Обратите внимание, я не вставал. «Хорошо, Иващенко, — скажете вы, — вы не вставали, но вы же орали на весь цирк». Вот вам и разгадка номера. Рыжая Мурка приучена идти на голос. Ан нет. Выкрикивал задания не я один, были и другие активисты среди зрителей самого разного возраста. Это раз. Кроме того, животное ведь направилось не ко мне, а к девочке. Выходит, возможность дрессировки, то есть предварительного механического натаскивания, отпадает. Другими словами, похоже, что дрессировщик передавал животным информацию, заранее ему не известную. Несколько раз я рассказывал об этом выступлении знакомым биологам. В ответ ученые мужи снисходительно улыбались и слегка кивали печально головами.
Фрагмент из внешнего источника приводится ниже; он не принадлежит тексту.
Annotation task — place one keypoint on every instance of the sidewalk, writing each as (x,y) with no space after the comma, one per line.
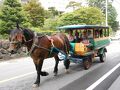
(115,85)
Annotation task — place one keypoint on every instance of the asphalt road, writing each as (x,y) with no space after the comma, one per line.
(20,74)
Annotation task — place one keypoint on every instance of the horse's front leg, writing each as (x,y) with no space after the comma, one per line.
(38,66)
(67,64)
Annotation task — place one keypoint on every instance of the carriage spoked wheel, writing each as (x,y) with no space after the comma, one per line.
(87,62)
(103,57)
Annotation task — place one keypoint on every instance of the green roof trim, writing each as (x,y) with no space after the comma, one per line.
(68,27)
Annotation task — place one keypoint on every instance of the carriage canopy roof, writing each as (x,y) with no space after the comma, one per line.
(71,27)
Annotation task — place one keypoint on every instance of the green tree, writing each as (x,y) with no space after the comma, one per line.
(97,3)
(74,5)
(11,13)
(112,14)
(35,13)
(84,15)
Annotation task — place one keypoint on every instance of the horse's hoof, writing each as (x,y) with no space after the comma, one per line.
(35,85)
(44,73)
(67,71)
(55,74)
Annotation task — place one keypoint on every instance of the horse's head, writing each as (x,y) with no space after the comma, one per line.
(16,39)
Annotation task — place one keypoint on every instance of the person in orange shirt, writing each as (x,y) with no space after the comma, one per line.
(70,36)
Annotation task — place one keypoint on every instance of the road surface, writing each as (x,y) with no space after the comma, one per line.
(20,74)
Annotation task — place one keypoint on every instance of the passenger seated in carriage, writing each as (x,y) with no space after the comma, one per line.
(70,36)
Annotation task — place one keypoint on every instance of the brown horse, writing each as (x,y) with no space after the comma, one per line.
(40,48)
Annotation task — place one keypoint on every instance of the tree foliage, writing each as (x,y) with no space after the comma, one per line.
(112,14)
(84,15)
(35,13)
(97,3)
(11,13)
(74,5)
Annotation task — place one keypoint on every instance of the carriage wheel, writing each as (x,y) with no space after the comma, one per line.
(87,63)
(103,57)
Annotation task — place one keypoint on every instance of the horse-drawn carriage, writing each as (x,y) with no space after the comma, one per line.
(89,41)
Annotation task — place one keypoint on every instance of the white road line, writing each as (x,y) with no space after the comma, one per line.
(102,78)
(16,77)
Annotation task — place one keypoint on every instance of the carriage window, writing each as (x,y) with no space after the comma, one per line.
(90,33)
(96,33)
(101,32)
(105,33)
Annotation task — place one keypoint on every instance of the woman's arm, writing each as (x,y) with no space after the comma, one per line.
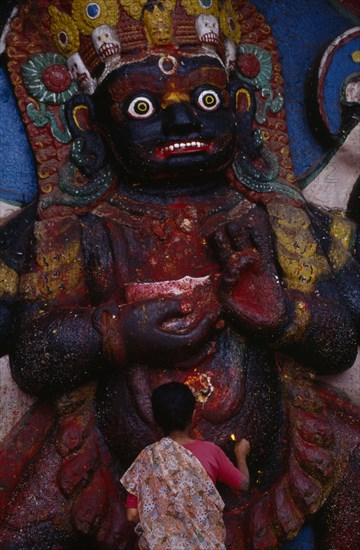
(132,515)
(242,449)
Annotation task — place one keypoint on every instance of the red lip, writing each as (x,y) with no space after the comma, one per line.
(182,147)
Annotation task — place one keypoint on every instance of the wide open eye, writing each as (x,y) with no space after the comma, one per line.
(141,107)
(209,100)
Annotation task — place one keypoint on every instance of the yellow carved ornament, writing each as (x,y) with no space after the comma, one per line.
(158,26)
(197,7)
(341,234)
(64,32)
(135,8)
(297,251)
(9,280)
(229,22)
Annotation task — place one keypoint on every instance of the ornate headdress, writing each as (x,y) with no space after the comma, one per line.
(98,36)
(56,48)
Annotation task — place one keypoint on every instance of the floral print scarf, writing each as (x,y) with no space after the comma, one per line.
(178,504)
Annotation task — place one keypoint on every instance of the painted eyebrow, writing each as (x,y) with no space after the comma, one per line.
(142,80)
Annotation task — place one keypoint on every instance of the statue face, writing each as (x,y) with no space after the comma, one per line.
(167,119)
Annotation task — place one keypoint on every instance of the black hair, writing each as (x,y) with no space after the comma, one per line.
(173,405)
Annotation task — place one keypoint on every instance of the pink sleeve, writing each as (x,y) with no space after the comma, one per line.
(131,501)
(228,473)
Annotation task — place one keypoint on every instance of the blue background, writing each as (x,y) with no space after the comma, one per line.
(302,29)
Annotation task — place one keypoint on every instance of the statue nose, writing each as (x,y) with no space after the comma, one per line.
(179,118)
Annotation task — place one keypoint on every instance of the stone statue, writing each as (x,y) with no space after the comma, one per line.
(168,243)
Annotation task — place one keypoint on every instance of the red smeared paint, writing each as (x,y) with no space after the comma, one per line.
(56,78)
(19,449)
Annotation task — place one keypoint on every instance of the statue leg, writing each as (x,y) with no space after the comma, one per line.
(338,524)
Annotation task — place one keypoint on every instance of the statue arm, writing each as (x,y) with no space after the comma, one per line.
(277,285)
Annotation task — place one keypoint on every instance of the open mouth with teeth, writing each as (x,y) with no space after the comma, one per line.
(181,148)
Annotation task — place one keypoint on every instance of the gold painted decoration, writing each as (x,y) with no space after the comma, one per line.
(89,15)
(9,280)
(302,264)
(341,235)
(64,32)
(197,7)
(59,262)
(136,9)
(158,26)
(229,22)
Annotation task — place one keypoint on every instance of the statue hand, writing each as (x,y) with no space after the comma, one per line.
(249,287)
(153,330)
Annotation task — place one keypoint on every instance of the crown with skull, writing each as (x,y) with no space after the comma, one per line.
(98,36)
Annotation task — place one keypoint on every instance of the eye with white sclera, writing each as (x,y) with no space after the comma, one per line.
(141,107)
(209,100)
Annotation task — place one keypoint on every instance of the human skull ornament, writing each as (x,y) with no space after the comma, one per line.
(207,27)
(81,74)
(107,44)
(230,54)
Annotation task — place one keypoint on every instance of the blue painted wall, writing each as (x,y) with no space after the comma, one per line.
(18,183)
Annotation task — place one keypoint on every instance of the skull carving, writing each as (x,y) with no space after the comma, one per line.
(107,44)
(207,27)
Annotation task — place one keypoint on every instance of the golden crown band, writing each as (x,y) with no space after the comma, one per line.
(98,37)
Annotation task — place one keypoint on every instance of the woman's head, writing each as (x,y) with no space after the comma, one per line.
(173,406)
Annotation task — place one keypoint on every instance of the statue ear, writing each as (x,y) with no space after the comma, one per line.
(80,114)
(89,153)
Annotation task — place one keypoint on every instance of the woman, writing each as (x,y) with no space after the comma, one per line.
(171,485)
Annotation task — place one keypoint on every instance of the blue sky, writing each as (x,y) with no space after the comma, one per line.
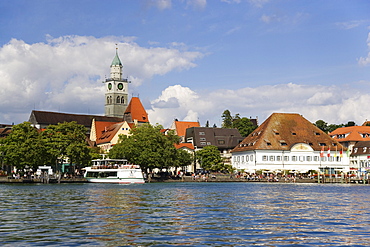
(188,59)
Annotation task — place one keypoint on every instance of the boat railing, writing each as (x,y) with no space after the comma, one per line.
(115,166)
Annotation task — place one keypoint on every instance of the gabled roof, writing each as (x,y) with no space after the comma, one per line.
(184,145)
(351,133)
(48,118)
(135,111)
(361,148)
(222,138)
(181,126)
(282,130)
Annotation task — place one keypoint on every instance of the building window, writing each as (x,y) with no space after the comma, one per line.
(221,142)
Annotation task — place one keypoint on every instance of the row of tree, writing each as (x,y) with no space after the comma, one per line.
(151,149)
(28,147)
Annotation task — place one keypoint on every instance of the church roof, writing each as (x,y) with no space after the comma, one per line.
(136,110)
(281,131)
(48,118)
(116,60)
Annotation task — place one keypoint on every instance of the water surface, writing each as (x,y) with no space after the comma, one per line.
(185,214)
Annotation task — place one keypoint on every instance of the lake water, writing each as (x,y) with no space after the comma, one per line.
(185,214)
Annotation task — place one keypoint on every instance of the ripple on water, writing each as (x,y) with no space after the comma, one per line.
(187,214)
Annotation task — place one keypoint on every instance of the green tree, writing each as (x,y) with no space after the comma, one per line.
(147,147)
(210,158)
(244,125)
(67,140)
(183,158)
(227,120)
(24,147)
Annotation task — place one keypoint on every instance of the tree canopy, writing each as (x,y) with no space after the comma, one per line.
(149,148)
(28,147)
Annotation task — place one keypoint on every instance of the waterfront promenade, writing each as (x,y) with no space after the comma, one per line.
(219,178)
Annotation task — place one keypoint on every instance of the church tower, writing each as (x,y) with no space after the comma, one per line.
(116,90)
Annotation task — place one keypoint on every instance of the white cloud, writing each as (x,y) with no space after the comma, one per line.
(363,61)
(258,3)
(351,24)
(160,4)
(65,74)
(330,103)
(197,4)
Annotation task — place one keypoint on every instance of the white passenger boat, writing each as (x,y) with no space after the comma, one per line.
(114,171)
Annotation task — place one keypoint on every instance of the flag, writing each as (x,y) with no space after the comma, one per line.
(322,152)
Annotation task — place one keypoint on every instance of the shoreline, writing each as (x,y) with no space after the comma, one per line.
(224,179)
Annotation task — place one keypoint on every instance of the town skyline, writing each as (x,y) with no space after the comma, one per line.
(188,60)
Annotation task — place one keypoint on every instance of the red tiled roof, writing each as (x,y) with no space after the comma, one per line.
(136,110)
(351,133)
(181,127)
(184,144)
(282,130)
(47,118)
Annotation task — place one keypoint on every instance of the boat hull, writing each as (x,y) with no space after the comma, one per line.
(116,180)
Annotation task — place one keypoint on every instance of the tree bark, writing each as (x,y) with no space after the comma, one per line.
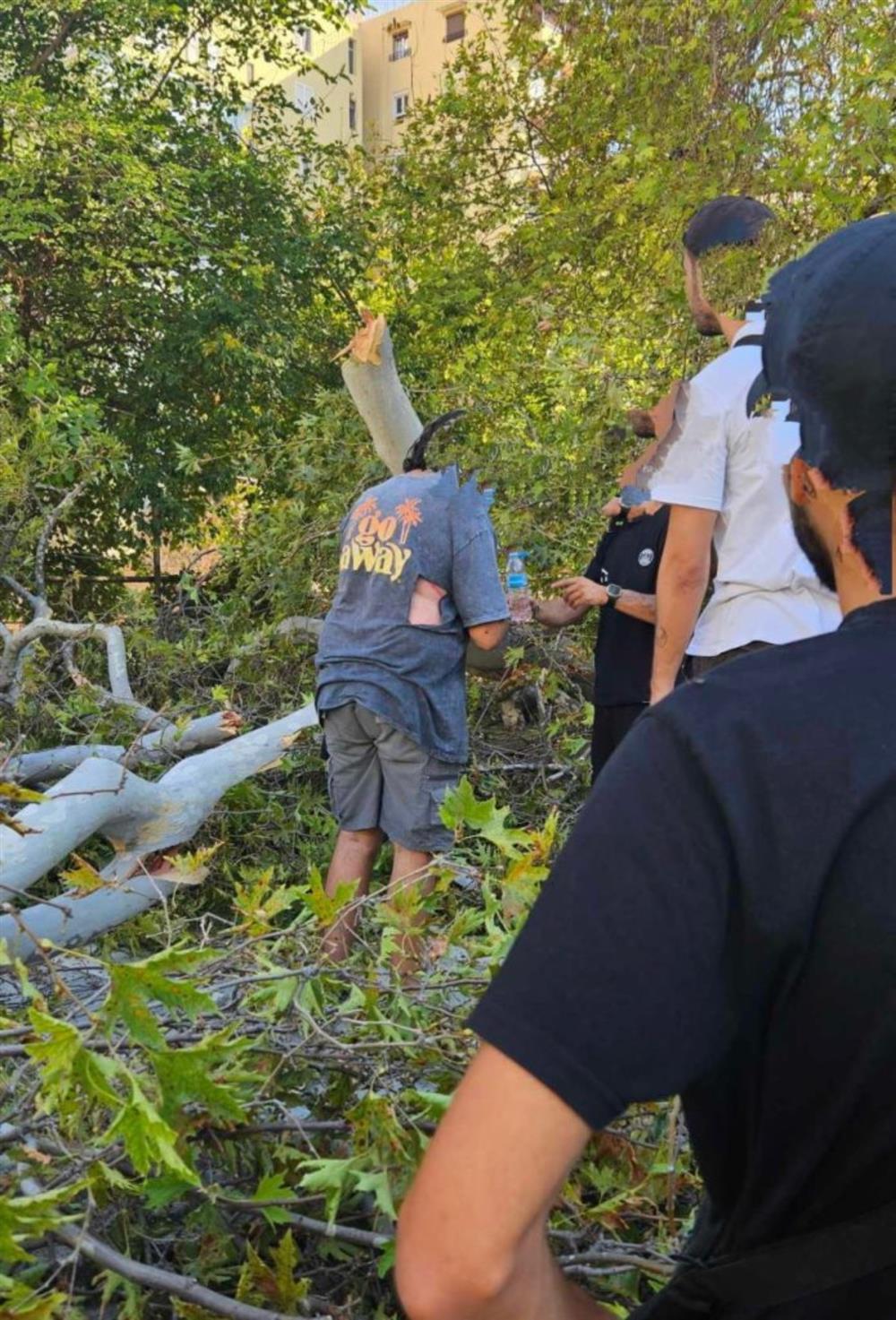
(139,817)
(373,380)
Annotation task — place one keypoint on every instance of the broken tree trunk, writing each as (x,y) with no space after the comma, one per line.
(373,380)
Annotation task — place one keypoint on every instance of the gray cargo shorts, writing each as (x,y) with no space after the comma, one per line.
(379,776)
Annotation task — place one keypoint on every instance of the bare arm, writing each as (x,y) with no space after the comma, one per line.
(681,586)
(639,605)
(471,1233)
(488,636)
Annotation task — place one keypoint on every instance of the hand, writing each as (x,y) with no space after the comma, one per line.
(582,593)
(648,508)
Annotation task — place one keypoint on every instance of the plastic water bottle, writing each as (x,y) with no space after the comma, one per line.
(518,588)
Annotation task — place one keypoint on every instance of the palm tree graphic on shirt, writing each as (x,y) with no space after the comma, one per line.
(410,516)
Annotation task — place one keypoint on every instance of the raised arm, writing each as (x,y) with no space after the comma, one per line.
(681,586)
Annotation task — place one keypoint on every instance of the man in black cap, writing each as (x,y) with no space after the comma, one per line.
(719,471)
(722,923)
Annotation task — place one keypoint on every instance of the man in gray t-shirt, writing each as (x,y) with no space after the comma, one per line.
(418,577)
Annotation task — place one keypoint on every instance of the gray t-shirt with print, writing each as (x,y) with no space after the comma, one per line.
(418,568)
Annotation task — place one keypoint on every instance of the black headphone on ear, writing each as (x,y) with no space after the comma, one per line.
(416,457)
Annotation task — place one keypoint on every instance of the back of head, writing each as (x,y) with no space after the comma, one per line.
(831,348)
(726,222)
(731,242)
(416,458)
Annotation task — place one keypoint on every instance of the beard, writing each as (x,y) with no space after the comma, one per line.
(813,547)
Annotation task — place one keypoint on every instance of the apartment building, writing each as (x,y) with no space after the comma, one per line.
(358,82)
(323,85)
(405,52)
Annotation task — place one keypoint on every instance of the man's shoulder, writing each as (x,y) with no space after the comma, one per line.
(770,694)
(728,373)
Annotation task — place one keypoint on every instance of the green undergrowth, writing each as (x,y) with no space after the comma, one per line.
(203,1094)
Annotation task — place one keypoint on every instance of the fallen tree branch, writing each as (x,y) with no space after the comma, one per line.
(139,817)
(36,767)
(159,1281)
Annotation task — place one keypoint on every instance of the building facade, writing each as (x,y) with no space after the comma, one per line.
(358,83)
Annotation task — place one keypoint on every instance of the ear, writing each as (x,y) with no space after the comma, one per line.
(801,480)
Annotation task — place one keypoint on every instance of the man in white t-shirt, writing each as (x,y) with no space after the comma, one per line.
(720,470)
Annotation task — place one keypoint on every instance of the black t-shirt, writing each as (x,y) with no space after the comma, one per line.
(722,924)
(628,555)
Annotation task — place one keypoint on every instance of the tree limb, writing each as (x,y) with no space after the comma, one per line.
(139,817)
(47,536)
(159,1281)
(37,767)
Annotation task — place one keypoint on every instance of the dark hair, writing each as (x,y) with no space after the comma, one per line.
(726,222)
(416,455)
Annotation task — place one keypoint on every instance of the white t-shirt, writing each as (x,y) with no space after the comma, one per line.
(715,457)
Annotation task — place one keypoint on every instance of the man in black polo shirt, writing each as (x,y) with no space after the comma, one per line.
(722,923)
(620,582)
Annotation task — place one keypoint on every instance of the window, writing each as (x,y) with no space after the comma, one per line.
(454,25)
(240,120)
(304,99)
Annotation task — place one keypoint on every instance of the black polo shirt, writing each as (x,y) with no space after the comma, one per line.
(722,924)
(628,555)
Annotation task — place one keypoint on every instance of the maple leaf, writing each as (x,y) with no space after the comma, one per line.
(83,878)
(148,1139)
(134,985)
(485,817)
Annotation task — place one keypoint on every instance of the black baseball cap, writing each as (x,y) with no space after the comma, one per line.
(726,222)
(831,348)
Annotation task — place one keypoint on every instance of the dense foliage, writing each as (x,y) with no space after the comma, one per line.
(197,1088)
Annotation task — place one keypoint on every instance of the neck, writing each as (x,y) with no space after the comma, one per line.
(728,326)
(857,585)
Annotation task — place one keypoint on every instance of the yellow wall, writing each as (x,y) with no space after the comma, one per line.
(418,74)
(379,77)
(330,100)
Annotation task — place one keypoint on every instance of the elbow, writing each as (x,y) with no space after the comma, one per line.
(437,1280)
(488,636)
(686,575)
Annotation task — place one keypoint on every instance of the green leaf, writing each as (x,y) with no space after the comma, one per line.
(22,1217)
(379,1186)
(325,907)
(134,985)
(197,1076)
(461,807)
(147,1136)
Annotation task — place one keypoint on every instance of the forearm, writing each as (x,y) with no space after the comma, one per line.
(681,588)
(536,1290)
(556,613)
(638,605)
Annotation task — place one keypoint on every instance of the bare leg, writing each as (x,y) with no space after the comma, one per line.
(409,864)
(352,859)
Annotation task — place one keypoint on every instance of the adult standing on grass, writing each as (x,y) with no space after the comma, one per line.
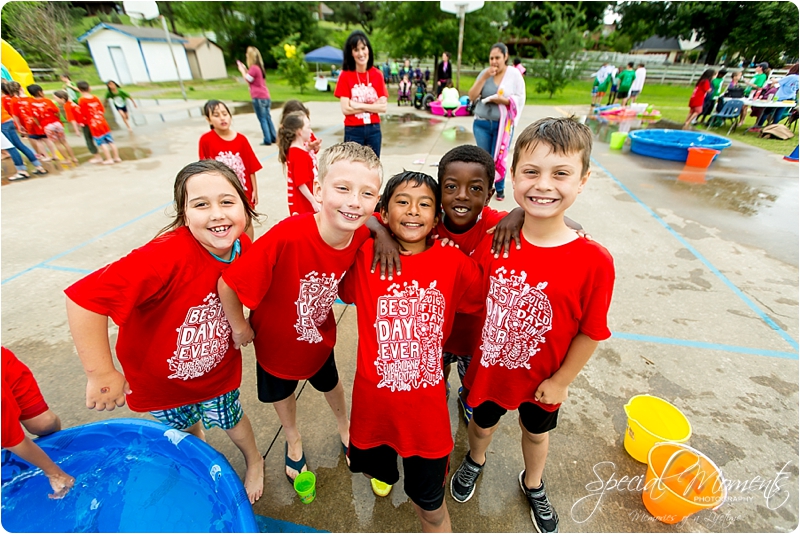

Мол, что еще можно ожидать от этого старого дурака, его не только что дрессировщик обманет с легкостью, его грудное дите вокруг пальчика обведет. «Но все-таки, — настаивал я, — как он это делает?»
«Ах, профессор, профессор, — говорили мои высокоэрудированные знакомые, — если бы мы знали все цирковые трюки, мы бы не просиживали штаны в лабораториях, переругиваясь с непочтительными лаборантками и аспирантками, а выбегали бы на манеж в роскошных блестящих костюмах в сопровождении длинноногих обольстительных ассистенток».
«Но все-таки, — настаивал я, — должно же быть какое-то рациональное объяснение».
«Есть, пожалуй, — отвечали мне. — Это ловкое жульничанье».
«Позвольте, позвольте, — горячился я, — откуда вы знаете?»
«Знаем, — с ангельской кротостью говорили биологи, — потому что с животными разговаривать нельзя, потому что они не обладают языком, а потому могут обмениваться лишь минимальным количеством информации. Это общеизвестно. И все эти цирковые лошади, якобы умеющие считать и выбивающие ответ копытом, и возводящие в степень собаки — все это детские старинные трюки. Маленькие дети это понимают».
«Вы хотите сказать, что я глупее ребенка?»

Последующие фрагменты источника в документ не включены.